III.    SUMBER DAN INSTRUMEN PENGETAHUAN
Dalam Cours De Philosophie Positive, Comte menjelaskan bahwa munculnya ilmu-ilmu alam tak bisa dipahami secara terlepas dari sejarah perkembangan pengetahuan umat manusia dari abad ke abad. Sejarah pengetahuan itu berkembang  melalui tiga tahap, yang ia sebut sebagai tahap teologis, tahap metafisis, dan tahap positif. Ketiga tahap ini dipahami Comte sebagai tahap-tahap perkembangan mental umat manusia sebagai suatu keseluruhan, dan juga bersesuaian dengan tahap-tahap perkembangan individu dari masa kanak-kanak, melalui masa remaja, ke masa dewasa.[4]

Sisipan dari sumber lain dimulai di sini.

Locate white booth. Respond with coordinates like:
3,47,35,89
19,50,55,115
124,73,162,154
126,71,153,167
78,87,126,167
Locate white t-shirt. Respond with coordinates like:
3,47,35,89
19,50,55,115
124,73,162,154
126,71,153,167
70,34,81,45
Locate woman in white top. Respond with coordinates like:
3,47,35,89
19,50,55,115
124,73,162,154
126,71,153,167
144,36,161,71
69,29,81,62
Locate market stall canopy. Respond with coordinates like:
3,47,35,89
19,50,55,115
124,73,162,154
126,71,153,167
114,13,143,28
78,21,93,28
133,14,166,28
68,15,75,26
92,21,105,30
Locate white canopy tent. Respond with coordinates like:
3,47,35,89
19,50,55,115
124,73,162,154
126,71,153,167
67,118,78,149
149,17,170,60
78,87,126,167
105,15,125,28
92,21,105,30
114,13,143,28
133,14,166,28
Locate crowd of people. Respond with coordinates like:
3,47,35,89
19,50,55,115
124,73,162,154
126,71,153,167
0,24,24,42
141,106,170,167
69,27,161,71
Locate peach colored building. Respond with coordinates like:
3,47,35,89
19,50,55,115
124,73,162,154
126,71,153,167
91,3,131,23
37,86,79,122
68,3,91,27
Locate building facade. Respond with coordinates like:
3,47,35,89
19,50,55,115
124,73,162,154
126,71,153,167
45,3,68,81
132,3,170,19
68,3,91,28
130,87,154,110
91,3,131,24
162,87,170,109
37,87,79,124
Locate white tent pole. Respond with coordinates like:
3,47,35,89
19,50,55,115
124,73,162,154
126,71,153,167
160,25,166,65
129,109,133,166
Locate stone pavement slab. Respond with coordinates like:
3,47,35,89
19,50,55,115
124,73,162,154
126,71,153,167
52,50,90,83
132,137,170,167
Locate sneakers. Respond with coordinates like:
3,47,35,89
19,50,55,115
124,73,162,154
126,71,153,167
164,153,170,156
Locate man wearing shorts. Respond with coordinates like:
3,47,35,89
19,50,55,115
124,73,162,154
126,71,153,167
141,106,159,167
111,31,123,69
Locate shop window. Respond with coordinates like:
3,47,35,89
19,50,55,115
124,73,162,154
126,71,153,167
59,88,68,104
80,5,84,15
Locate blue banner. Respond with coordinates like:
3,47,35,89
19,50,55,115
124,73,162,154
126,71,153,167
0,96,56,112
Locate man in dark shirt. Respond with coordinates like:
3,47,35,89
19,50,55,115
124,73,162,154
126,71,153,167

Hukum tiga tahap merupakan unsur pokok dalam filsafat positivisme Auguste Comte, karena dalam hukum inilah tercermin arti, makna, serta sifat seluruh pandangannya. Hukum tiga tahap ini, Ia jadikan titik tolak untuk menerangkan ajarannya tentang sejarah, ilmu pengetahuan, masyarakat, dan agama. Sejarah umat manusia, juga jiwa manusia, baik secara individual maupun secara keseluruhan, berkembang menurut tiga tahap ini yaitu:
1.      Tahap teologi atau fiktif
Tahap teologi atau fiktif merupakan tahap perkembangan jiwa atau mental masyarakat. Dalam perkembangan ini manusia selalu berusaha untuk mencari dan menemukan sebab-sebab awal dan akhir dari segala sesuatu yang ada. Gejala, fenomena, dan peristiwa-peristiwa yang terjadi dalam kehidupan manusia selalu dikaitkan dengan sesuatu yang mutlak dalam konteksnya. Menurut Comte tahap teologi atau fiktif ini tidak akan muncul begitu saja, melainkan didahului pula oleh suatu perkembangan secara bertahap, yaitu:
a.       Tahap Fetisyisme, [5] yaitu suatu bentuk kehidupan masyarakat yang di dasari oleh pemikiran-pemikiran yang mempunyai anggapan, bahwa segala sesuatu yang berada di sekeliling manusia mempunyai suasana kehidupan yang sama seperti manusia sendiri dan bahkan keberadaannya mempunyai pengaruh terhadap kehidupan manusia. Adapun yang dimaksud dengan segala sesuatu tersebut adalah benda-benda alam seperti gunung, sungai, pohon, dan lain-lain termasuk benda-benda yang dibuat sendiri seperti alat-alat, senjata, dan lain-lain.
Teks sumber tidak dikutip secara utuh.